There are no such "application" letters in the file involving at least four other entities that sought enterprise fund money, he said. 

 

"We do not have similar letters that were submitted as part of any briefing during the open records process," Strickland said. "It doesn't mean we didn't see it, we just don't have a record of it. We just don't have that in the file."

At her press conference Davis called for Abbott to hand over any documents that would shed light on what records his office blocked years ago, and she said he should give back more than $1 million in donations that, according to her campaign, were investors in the entities that received Texas Enterprise Fund money.

A recent audit found that the fund, long championed as a crucial job-creation tool by Gov. Rick Perry, was riddled with weak oversight policies, including more than $170 million awarded to recipients that never formally applied for the funds. 

The Texas State Auditor’s report of the Texas Enterprise Fund describes a system in which many recipients of financial awards were decided outside of formal channels and were often not properly monitored to ensure they were delivering the number of jobs or the type of jobs they had promised. 

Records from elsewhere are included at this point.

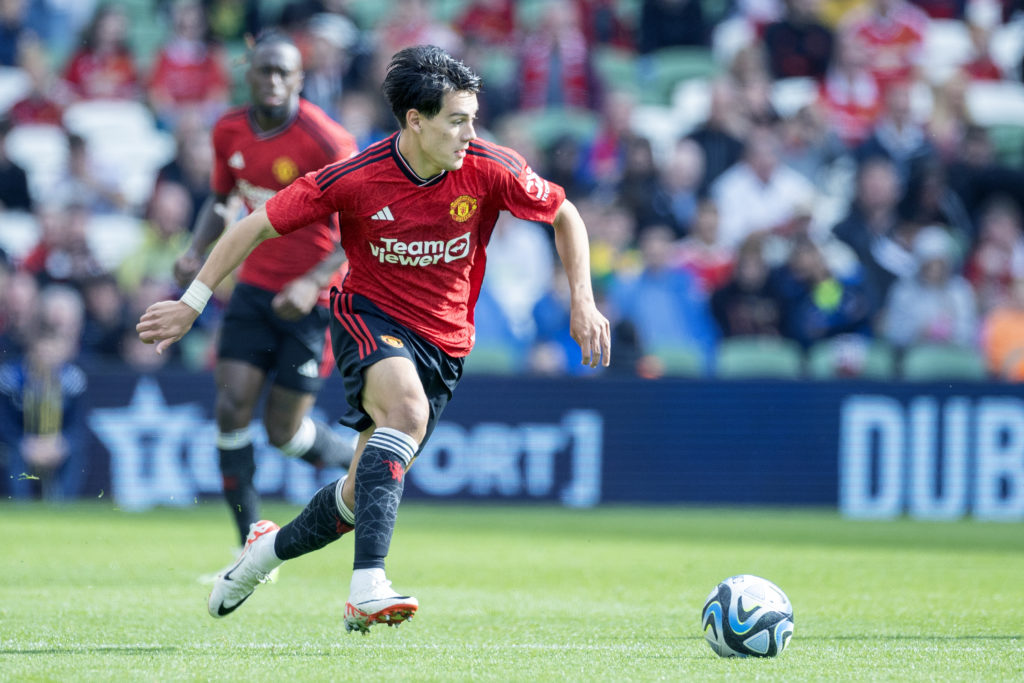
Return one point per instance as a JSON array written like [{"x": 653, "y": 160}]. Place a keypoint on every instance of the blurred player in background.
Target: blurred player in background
[
  {"x": 274, "y": 326},
  {"x": 418, "y": 209}
]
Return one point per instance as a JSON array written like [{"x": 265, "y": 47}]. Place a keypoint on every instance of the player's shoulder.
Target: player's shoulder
[
  {"x": 495, "y": 158},
  {"x": 371, "y": 162},
  {"x": 232, "y": 119}
]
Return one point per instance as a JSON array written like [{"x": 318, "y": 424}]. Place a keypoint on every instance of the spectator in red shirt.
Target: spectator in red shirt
[
  {"x": 104, "y": 66},
  {"x": 189, "y": 71}
]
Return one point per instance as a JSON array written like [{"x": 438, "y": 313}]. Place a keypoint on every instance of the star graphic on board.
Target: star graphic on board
[{"x": 148, "y": 437}]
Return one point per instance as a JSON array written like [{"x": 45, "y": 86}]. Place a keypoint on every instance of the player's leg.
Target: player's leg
[
  {"x": 394, "y": 398},
  {"x": 239, "y": 387},
  {"x": 300, "y": 371}
]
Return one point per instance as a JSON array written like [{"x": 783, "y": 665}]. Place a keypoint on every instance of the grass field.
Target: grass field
[{"x": 88, "y": 592}]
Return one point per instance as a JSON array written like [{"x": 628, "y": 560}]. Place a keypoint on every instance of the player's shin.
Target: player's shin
[{"x": 325, "y": 519}]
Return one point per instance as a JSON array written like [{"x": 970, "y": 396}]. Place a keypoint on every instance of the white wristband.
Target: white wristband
[{"x": 196, "y": 296}]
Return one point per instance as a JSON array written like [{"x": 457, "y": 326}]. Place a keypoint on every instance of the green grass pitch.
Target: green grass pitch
[{"x": 88, "y": 592}]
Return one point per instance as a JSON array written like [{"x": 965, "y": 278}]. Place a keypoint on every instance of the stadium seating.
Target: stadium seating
[
  {"x": 935, "y": 361},
  {"x": 760, "y": 357},
  {"x": 862, "y": 358}
]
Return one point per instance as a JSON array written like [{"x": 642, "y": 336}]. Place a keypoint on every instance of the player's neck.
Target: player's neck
[{"x": 415, "y": 159}]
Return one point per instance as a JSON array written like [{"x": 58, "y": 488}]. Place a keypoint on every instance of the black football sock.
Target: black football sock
[
  {"x": 324, "y": 520},
  {"x": 237, "y": 469},
  {"x": 380, "y": 478}
]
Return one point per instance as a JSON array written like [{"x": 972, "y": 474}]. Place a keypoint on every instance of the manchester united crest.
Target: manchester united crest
[
  {"x": 463, "y": 208},
  {"x": 285, "y": 170}
]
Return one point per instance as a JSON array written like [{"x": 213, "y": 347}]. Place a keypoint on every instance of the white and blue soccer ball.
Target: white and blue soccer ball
[{"x": 748, "y": 615}]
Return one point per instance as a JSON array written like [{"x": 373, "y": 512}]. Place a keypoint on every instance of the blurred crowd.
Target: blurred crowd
[{"x": 800, "y": 170}]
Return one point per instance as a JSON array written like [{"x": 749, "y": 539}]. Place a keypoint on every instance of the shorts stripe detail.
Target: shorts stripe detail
[{"x": 354, "y": 325}]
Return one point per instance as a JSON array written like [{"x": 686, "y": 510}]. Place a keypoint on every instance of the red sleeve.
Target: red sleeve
[
  {"x": 300, "y": 204},
  {"x": 529, "y": 197},
  {"x": 221, "y": 181}
]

The report suggests that the governor’s office was, at best, sloppy or, at worst, misleading in providing information to lawmakers and the public about how the program was run. A January 2013 biennial report on the program only reported the number of jobs that firms receiving incentives intended to create, and left out several other details, including that only 73 percent of those jobs had been created.  

The governor’s office said the audit confirmed the funds had been allocated “in accordance with state law” and has been reauthorized by the Texas Legislature since its inception.

Reporter Aman Batheja contributed to this story.